To make everything work, I organize my apps into folders and use Face ID for easy login access. In the process, we give these apps pure access to our data to ensure the experience is good, but often with little consideration for how the data is used (see this (A topic for another time). App builders have built apps to improve the UI/UX and connect to data services such as rideshare, hotel and flight, food, and investment services.
So imagine the AI-powered devices of the future, with powerful GPU/NPU-equipped security operations centers and greater connectivity that allows digital assistants and agents to operate at the operating system level. Just talk to your digital assistant.
In my opinion, this is where there is a huge opportunity for Apple intelligence, allowing Siri (or whatever it will eventually be called) to understand your requests, sift through your apps, and provide you with the best experience. Cross-reference things. A similar “super agent” will exist for Android as well.
The ultimate journey (app)
Currently, if you want to book a trip, you can use integrated services like Google Flights or apps like Expedia. These apps have access to extensive datasets and user interfaces that make it easy to book flights and travel. As users, we are limited to that app’s data services and the group of apps we can use to compare with each other (like Google Flights or Lending Tree).
In the future, we will be able to use multimodal (text, voice), OS-level digital assistants depending on our needs. Imagine being able to do that. For example, you can book a flight to San Francisco, a hotel until Thursday, a driver to pick you up when you arrive, and reservations for dinner on Wednesday. It has all these features. To confirm meetings and other tasks.
Assistant + Agent technology will help you navigate based on your preferences, including which airline you want to fly on based on your status, travel budget, seat preferences and availability. Complete tasks with secure payments. Choose your favorite ride-sharing or ride-hailing app, or choose your preferred hotel based on room type, amenities, services, and location based on your meeting.
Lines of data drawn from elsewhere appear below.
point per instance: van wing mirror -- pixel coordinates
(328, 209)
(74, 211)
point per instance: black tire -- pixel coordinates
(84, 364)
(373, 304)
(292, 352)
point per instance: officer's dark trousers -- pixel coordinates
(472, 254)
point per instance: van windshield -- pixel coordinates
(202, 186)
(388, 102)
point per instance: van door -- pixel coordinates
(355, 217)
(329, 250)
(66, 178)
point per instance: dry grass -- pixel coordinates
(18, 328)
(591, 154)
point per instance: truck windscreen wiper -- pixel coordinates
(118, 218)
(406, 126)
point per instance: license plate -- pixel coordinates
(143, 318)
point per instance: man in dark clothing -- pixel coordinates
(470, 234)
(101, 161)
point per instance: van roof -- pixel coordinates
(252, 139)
The same principle applies to restaurant reservations, and of course it’s easier to confirm meetings, but it always helps to make sure you’re traveling for a legitimate reason. Plus, you can tap into and search for data and services you don’t already have an app for, find better deals on shopping and travel, and suggest better dinner places based on the preferences of the people you’re meeting. You can also. .
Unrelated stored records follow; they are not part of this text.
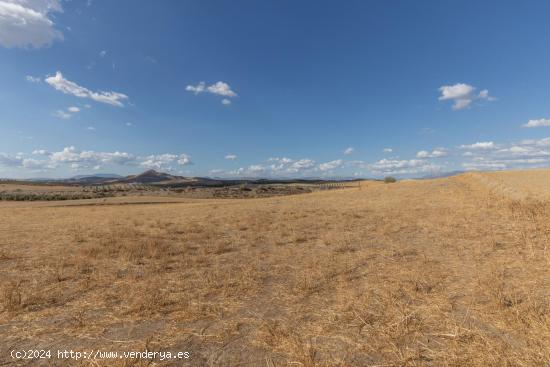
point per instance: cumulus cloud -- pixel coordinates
(159, 161)
(522, 154)
(220, 88)
(66, 114)
(410, 166)
(27, 23)
(73, 158)
(68, 87)
(436, 153)
(329, 166)
(537, 123)
(462, 95)
(482, 145)
(184, 160)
Why do we need an app? At least that’s what we know. Will apps retire data services and user interfaces that can be generated in real-time?Will apps be retired, or will they become more of a data layer, as business apps will become?My preference is for apps Not. It’s the experience that the app creates. Call a car, prepare some coffee, and show me your account balance.
Enterprise apps: which one to deploy first?
And we’ve all heard at some point that the enterprise app layer is changing. Microsoft, Salesforce, ServiceNow, Oracle, and SAP, to name a few, are all fighting to become a single pane of glass to help customers be more productive and efficient. Copilot and Assistant are extended to multi-threaded inference agents that can navigate and arbitrate across a large amount of data services that will likely soon be obsolete.
We know that business applications often suffer from outdated user experiences that are difficult to navigate. Instead of moving between dozens of applications such as CRM, ERP, HCM, SCM, etc. in this area, the near real-time AI-generated UX is continuously adapted and optimized based on the user’s preferences.
UI/UX abstracts the connected open data ecosystem and allows its needs to be clearly expressed. However, a multimodal future is not far away, where agents can be entrusted with tasks simply by telling them what they need.
Apps will become a thing of the past. The only question is when.